This is an image of a Belgian Blue cow. It has anywhere from 40% to 1******** meat than a regular cow and 70% less fat. It is an engineered species created by selective breeding over several generations.

The Surprising Lesson a Blue Cow and AI Can Teach Us About Being Successful in E-commerce

What Can This Cow Teach Us About Increasing Online Sales?

Well, 85% of all A/B tests designed to improve sales fail because they do not produce a meaningful or statistically significant lift. As a result, A/B testing tends to waste precious time, effort and money. But there is a better way and it is inspired by selective breeding.

Seeking to produce an optimal cow, a farmer first started with a skinny one and after several generations of selective breeding, he eventually got the Belgian Blue.

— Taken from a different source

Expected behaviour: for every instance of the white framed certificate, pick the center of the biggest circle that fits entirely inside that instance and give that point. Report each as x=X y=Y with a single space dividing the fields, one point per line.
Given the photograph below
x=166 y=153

The Birth of Evolutionary Algorithms

In the 1950s, the Computer Scientist Alan Turing (famous for breaking Nazi codes during World War II) posed the following question: “Could computers solve problems using algorithms inspired by natural selection?”

It turned out the answer was yes — and thus was born the field of evolutionary algorithms, also known as genetic algorithms.

One of the earlier profitable uses of these algorithms was in the Pharmaceutical sector in the late 1990s to early 2000s. They were used to discover New Molecular Entities, or NMEs, that had certain desirable properties. These NMEs then become candidates for new drugs.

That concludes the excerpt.